Several vacant properties near the border of Journal Square and The Heights could be activated into an ambitious mixed-use project that would be one of the densest developments to hit the neighborhood in years.
Earlier this month, a company named 416 Hoboken Avenue LLC applied for Preliminary and Final Major Site Plan approvals from the city that would bring a new development looking to immediately transform the area. The project would span several lots from 414-432 Hoboken Avenue that total over 43,000 square feet in size.
The properties were acquired in July of 2015 by Hoboken-based developer Seth Martin, who has previously worked on several rehabilitation projects throughout Hudson County. There is an abandoned house and two other vacant structures on the land, one of which recently served as the home of Tullo Oil, a vehicle repair facility.

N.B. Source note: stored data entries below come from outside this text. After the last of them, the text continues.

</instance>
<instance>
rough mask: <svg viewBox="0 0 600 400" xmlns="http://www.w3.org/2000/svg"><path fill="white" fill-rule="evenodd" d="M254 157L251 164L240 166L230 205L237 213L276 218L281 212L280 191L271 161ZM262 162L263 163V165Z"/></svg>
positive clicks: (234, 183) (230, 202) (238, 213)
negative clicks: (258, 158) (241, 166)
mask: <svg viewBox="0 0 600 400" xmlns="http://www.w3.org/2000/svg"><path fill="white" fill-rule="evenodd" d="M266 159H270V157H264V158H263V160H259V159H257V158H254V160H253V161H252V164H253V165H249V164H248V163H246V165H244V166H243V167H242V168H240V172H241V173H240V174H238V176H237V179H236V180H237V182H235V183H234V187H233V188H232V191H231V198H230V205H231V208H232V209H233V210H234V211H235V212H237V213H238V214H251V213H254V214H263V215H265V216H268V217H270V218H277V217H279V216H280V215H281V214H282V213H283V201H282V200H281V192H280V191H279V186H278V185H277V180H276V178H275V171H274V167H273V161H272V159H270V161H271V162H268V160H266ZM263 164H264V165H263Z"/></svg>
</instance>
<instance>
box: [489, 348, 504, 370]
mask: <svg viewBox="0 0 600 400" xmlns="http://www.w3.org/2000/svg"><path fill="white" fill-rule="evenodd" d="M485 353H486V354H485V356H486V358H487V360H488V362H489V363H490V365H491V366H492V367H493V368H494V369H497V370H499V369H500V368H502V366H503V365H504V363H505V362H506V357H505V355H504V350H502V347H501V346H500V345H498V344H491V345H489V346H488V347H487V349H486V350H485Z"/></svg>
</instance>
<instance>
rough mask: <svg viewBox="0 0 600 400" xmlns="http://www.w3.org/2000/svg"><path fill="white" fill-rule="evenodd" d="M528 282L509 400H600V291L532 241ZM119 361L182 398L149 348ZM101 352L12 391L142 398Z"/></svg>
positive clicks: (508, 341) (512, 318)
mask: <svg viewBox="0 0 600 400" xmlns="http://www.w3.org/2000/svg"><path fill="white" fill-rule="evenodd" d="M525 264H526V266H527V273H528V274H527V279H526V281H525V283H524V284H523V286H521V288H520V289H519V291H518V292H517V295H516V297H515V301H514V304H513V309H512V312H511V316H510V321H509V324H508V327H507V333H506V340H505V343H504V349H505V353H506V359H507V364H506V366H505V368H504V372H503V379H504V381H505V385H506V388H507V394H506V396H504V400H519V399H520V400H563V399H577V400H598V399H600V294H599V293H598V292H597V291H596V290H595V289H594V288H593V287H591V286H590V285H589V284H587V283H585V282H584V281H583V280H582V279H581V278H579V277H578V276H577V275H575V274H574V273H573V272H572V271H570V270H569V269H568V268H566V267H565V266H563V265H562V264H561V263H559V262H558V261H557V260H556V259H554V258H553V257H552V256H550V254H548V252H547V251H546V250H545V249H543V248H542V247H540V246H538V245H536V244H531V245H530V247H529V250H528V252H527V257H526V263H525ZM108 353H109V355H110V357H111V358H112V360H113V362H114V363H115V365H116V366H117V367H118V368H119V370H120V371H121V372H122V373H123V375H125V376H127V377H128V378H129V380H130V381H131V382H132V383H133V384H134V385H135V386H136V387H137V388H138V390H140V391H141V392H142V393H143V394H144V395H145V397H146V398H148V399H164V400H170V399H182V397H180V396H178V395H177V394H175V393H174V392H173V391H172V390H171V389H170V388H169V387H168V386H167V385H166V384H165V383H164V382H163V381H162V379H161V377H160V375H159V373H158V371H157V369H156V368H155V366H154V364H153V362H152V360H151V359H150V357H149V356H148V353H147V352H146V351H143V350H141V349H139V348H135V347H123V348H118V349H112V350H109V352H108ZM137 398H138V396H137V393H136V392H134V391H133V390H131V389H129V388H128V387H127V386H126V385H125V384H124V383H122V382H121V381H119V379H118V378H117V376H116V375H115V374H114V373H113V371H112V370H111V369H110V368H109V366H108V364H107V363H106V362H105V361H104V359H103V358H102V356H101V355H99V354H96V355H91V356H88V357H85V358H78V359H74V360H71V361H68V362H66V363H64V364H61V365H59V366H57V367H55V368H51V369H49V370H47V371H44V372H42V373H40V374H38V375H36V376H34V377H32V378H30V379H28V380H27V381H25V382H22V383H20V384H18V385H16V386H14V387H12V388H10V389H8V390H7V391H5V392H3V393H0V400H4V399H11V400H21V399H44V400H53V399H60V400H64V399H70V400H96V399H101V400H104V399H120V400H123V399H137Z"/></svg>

The other building at the property was once home to Corte & Co. Sausage Manufacturers, who operated out of the property for almost 70 years. That parcel, at 414 Hoboken Avenue, had a 22-story, 121-unit building approved back in 2006, but the project never got off the ground following the real estate crash that happened shortly thereafter.
The latest vision for the land would start completely from scratch, demolishing everything and constructing two 20-story residential towers connected by a breezeway as part of a mixed-use development. Dubbed Bergen Arch Plaza, the project’s residential component would include 524 units that are skewed toward studios — 293 units would be designated as such.
134 one-bedrooms, 86 two-bedroom units, and 11 three-bedroom apartments would round out the living spaces. No affordable housing units are required under current regulations and none are included in the development.
143 garage parking spaces are slated for the building, as is 29,000 square feet of office space and 7,000 square feet of retail space. The development’s towers boast two distinct looks, with one of the set to include a rooftop deck complete with pool.
Designed by LWDMR Architects, the development would create a walkable pedestrian plaza connection between Hoboken Avenue and Central Avenue. The firm says they are looking to activate the streetscape with that component of the plan.
“Office and retail spaces surround the elevated plaza with residences sitting atop in a cascading nature with connecting bridges — makes it both appealing and accessible from street level,” LWDMR says of the project. “The hope is that designs like this will create truly mixed-use experiences that invite the general public into communal spaces on different levels, each fostering activities in business, arts, culture, and residence.”
Bergen Arch Plaza is located where Hoboken Avenue, Central Avenue, and Route 139 all intersect, which is just a stone’s throw from another massive undertaking. Central Avenue is set to be extended during the next few years as part of the ongoing redevelopment taking place within Hudson County’s courts, which will see a new complex built to replace an aging one.
As far as 414 Hoboken Avenue is concerned, it is located within Zone 4 of the Journal Square Redevelopment Plan and will be seeking a “c” variance related to the building’s bulk from Jersey City’s planning board. A date hasn’t been set to hear the development’s application.